Big Data issues and challenges affect any scientific enterprise. Traditionally, most enterprises have addressed the big data issues of volume, velocity, and variety in isolation; with the advent of low-cost sensors and edge computing, the scientific enterprise must increasingly address these issues in combination. This special issue on data-driven science explores the issues of data volume, data variety, and data velocity through a single lens. It puts forward novel dynamic and analytic methods for some classical problems in scientific data management such as dependency estimation, constructing wavelet synopses, and schema evolution. The issue advances the state of statistical and scientific database management by providing data-driven guidance for knowledge discovery and analytics.
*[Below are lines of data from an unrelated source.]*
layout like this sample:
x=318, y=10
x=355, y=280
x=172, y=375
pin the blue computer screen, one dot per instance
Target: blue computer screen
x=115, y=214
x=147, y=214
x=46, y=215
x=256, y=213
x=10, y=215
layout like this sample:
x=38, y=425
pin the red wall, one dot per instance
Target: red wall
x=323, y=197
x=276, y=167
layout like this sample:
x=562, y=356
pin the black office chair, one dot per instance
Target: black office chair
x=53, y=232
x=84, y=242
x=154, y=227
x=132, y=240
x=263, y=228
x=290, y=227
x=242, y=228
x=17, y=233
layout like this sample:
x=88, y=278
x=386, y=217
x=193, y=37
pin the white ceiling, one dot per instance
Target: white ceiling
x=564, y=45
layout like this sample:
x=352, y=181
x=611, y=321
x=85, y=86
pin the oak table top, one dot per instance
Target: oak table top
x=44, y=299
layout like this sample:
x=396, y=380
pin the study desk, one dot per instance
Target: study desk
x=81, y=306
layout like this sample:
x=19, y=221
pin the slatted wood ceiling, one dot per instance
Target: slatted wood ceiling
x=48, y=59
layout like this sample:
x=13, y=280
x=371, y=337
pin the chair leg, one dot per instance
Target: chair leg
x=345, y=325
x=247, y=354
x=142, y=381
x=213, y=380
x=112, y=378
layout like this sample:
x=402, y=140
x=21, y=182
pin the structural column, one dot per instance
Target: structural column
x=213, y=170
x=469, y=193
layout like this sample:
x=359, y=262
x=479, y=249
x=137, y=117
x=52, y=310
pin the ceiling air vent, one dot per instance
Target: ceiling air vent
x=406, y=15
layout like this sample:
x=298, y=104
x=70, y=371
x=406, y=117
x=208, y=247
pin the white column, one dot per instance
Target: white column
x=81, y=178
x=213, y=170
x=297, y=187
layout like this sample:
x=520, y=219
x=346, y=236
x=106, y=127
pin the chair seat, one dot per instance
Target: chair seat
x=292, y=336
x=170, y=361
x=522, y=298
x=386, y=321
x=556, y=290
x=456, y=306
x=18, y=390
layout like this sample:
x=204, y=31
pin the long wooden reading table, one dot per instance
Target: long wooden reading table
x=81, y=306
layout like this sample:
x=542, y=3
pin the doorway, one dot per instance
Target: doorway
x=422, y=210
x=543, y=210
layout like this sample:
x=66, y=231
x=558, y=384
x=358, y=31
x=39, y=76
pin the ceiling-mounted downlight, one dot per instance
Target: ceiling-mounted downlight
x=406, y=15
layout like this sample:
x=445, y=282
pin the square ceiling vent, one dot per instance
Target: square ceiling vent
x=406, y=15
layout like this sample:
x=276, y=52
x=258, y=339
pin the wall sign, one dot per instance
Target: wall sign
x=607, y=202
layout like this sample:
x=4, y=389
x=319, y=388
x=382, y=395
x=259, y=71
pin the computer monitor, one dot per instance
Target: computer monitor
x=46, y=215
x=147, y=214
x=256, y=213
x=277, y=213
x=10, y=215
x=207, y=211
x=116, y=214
We present three papers on the topic of data-driven science. In “A Framework for Dependency Estimation in Heterogeneous Data Streams”, Fouché et al. address the problem that an incoming data stream may consist of a variety of data such as numerical, ordinal or categorical. The authors develop a dependency estimation framework for heterogeneous data streams based on Monte Carlo methods. This framework detects patterns and dependencies in heterogeneous data streams.

In "Workload-Aware Wavelet Synopses for Sliding Window Aggregates", Mytilinis et al. address volume and velocity challenges in a data stream by summarizing it with wavelet-based methods. They show their higher-accuracy workload-aware methods to be scalable for memory-constrained edge devices.

Finally, in "CHiSEL: A User-oriented Framework for Simplifying Database Evolution", Schuler et al. consider the problem of managing a variety of data in relational databases which necessitates a database administrator to continually undertake schema evolution. They propose a higher level algebra to assist such an administrator and show the efficacy of this algebra using benchmarks.